Walaupun orangtuaku tergolong mampu memberikan fasilitas yang layak, aku memilih tinggal di kosan sederhana tanpa fasilitas berlebihan. Tak ada AC, tak ada springbed besar. Aku juga lebih senang mengambil pekerjaan lepas di bidang sosial dan seni untuk menambah uang saku. Selain tidak ingin memberatkan, aku berusaha mengasah kekuatan diri menghadapi dunia pasca lulus kuliah. Ya, itu semua adalah pilihanku sebagai mahasiswa.
Sekembali ke Jakarta aku diterima bekerja di konsultan hukum. Sambil bekerja aku menabung untuk merampungkan pendidikan profesi. Banyak bersinggungan dengan seni dan budaya, membaca buku-buku sastra Indonesia serta buku-buku sosial lainnya, membuatku kerap kali berkontemplasi dalam kesendirian. Di saat itu aku biasanya dapat mempertanyakan kembali kesadaran akan banyak hal, meredefinisi nilai-nilai tertentu dalam kehidupan.
Aku bekerja di lembaga bantuan hukum yang bersifat sosial, memberikan bantuan hukum kepada orang-orang yang buta hukum terutama mereka yang menjadi korban dalam kasus HAM. Orangtuaku menolak tegas, karena bagi mereka pekerjaan itu membahayakan. Tetapi aku meyakinkan mereka bahwa jiwaku telah terpanggil untuk itu.
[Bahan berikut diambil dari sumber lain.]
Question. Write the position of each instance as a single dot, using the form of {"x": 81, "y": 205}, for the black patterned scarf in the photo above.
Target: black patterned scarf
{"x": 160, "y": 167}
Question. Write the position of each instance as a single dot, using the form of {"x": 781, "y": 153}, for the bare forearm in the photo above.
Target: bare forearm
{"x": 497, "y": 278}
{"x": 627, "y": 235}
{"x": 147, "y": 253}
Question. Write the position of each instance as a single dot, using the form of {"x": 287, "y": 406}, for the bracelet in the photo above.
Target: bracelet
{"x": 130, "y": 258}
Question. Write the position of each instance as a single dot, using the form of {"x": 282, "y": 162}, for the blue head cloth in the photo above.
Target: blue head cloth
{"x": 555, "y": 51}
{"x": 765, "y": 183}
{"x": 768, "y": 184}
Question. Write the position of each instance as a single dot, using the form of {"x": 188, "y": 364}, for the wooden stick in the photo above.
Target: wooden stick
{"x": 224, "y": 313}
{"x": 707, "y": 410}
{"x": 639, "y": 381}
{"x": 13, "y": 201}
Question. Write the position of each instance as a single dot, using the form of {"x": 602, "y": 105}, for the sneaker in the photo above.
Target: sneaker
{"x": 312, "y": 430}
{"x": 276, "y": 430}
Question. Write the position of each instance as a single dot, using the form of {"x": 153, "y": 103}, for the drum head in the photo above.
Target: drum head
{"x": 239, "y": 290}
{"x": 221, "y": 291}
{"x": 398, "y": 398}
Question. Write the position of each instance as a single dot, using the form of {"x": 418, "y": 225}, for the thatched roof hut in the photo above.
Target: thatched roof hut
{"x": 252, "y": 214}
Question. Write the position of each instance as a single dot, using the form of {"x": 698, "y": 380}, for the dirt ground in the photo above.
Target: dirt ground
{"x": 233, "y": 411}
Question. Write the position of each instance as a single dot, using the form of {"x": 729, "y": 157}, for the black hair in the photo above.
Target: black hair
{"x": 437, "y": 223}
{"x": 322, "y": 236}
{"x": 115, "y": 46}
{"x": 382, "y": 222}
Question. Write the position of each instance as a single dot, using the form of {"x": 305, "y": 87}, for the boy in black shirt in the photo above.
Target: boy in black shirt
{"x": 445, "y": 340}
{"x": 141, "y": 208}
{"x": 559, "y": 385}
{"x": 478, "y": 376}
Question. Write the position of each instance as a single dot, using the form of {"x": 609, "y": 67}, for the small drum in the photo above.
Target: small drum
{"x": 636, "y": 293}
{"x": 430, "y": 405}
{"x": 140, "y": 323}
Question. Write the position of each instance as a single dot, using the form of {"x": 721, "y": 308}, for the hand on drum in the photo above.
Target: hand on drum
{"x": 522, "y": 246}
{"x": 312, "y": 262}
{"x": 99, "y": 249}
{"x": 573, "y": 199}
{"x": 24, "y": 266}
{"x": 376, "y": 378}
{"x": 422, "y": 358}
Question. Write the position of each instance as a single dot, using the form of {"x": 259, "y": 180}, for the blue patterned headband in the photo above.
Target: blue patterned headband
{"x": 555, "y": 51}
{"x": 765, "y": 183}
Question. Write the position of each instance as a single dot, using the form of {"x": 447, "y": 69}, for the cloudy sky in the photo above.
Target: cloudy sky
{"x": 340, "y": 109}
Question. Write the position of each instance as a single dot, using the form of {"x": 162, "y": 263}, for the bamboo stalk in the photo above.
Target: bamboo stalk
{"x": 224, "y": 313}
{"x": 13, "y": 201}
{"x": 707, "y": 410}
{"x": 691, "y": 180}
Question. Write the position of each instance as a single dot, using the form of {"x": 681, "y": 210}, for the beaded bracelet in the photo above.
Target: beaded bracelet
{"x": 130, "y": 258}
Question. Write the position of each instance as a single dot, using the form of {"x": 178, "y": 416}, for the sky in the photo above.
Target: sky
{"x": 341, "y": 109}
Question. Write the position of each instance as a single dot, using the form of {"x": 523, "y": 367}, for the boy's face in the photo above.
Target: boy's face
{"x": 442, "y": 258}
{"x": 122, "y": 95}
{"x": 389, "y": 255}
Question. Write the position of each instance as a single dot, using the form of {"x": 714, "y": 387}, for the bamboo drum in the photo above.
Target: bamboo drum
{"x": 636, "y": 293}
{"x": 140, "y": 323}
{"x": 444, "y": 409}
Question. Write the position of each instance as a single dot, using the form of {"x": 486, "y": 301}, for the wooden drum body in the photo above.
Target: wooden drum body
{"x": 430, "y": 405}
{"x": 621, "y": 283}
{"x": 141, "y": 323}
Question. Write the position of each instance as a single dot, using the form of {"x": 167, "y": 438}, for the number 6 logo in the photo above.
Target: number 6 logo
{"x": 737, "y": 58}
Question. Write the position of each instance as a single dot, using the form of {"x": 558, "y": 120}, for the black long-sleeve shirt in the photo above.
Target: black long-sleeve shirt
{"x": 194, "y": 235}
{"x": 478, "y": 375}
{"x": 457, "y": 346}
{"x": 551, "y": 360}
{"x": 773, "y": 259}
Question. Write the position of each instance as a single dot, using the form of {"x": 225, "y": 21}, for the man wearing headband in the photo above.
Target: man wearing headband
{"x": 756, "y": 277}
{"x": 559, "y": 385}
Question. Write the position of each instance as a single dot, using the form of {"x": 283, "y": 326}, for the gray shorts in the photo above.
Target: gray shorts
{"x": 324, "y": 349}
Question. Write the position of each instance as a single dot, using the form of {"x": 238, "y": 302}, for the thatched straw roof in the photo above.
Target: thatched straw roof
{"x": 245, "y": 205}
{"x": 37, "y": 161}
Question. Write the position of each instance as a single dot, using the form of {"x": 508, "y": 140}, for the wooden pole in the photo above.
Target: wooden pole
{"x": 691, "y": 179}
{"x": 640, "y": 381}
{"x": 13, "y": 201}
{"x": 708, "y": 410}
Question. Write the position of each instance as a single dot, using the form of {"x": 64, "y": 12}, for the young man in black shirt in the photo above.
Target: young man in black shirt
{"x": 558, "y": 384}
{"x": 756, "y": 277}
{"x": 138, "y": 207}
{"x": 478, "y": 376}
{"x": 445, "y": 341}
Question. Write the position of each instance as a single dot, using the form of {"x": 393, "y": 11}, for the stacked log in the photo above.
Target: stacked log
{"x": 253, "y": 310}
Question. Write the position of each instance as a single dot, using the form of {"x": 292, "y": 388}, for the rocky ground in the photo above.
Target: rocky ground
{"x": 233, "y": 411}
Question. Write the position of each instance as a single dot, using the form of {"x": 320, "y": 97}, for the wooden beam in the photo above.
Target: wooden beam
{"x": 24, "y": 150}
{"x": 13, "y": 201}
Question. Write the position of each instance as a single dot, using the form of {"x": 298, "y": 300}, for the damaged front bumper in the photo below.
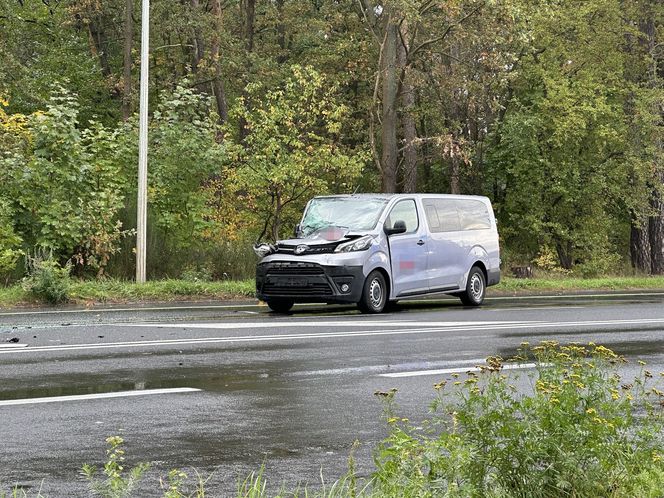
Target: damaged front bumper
{"x": 308, "y": 282}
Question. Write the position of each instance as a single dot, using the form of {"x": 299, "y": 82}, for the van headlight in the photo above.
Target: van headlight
{"x": 361, "y": 244}
{"x": 263, "y": 250}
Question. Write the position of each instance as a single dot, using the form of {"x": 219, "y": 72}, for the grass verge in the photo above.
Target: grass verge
{"x": 119, "y": 291}
{"x": 509, "y": 285}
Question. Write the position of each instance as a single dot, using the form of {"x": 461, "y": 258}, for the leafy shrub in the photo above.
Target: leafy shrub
{"x": 581, "y": 431}
{"x": 117, "y": 483}
{"x": 47, "y": 280}
{"x": 10, "y": 242}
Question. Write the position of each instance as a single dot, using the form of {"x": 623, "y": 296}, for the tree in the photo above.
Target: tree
{"x": 293, "y": 149}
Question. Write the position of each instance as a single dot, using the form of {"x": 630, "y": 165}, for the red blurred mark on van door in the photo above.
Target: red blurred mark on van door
{"x": 406, "y": 265}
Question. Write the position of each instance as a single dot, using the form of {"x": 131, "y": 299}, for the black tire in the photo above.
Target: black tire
{"x": 374, "y": 293}
{"x": 280, "y": 305}
{"x": 475, "y": 288}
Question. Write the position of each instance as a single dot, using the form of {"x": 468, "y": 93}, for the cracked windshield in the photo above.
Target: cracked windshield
{"x": 352, "y": 214}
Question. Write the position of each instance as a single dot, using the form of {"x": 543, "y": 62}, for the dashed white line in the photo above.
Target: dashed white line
{"x": 84, "y": 397}
{"x": 427, "y": 328}
{"x": 446, "y": 371}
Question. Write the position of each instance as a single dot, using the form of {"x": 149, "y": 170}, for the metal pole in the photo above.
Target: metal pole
{"x": 142, "y": 207}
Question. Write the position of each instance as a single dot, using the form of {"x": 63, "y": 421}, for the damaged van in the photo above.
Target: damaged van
{"x": 376, "y": 249}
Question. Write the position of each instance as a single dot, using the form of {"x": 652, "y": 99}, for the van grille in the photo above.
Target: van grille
{"x": 293, "y": 268}
{"x": 312, "y": 288}
{"x": 312, "y": 249}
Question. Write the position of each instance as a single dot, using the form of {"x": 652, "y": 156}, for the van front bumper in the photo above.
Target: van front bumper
{"x": 307, "y": 282}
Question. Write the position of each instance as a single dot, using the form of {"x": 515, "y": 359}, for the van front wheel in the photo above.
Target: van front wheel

Baca Juga: Membuktikan Pada Orangtua, Bahwa Pilihan Kita Baik
Ini jelas keputusan besar dalam hidupku. Sebagai pengacara muda aku tidak luput dari serangan-serangan yang mayoritas merupakan pihak-pihak punya kekuasaan. Sebagai perempuan aku pernah merasa gentar. Tapi aku yakin Tuhan selalu melindungi orang-orang yang berniat baik. Ini pilihan berat, namun aku akan tetap menjalaninya. (*)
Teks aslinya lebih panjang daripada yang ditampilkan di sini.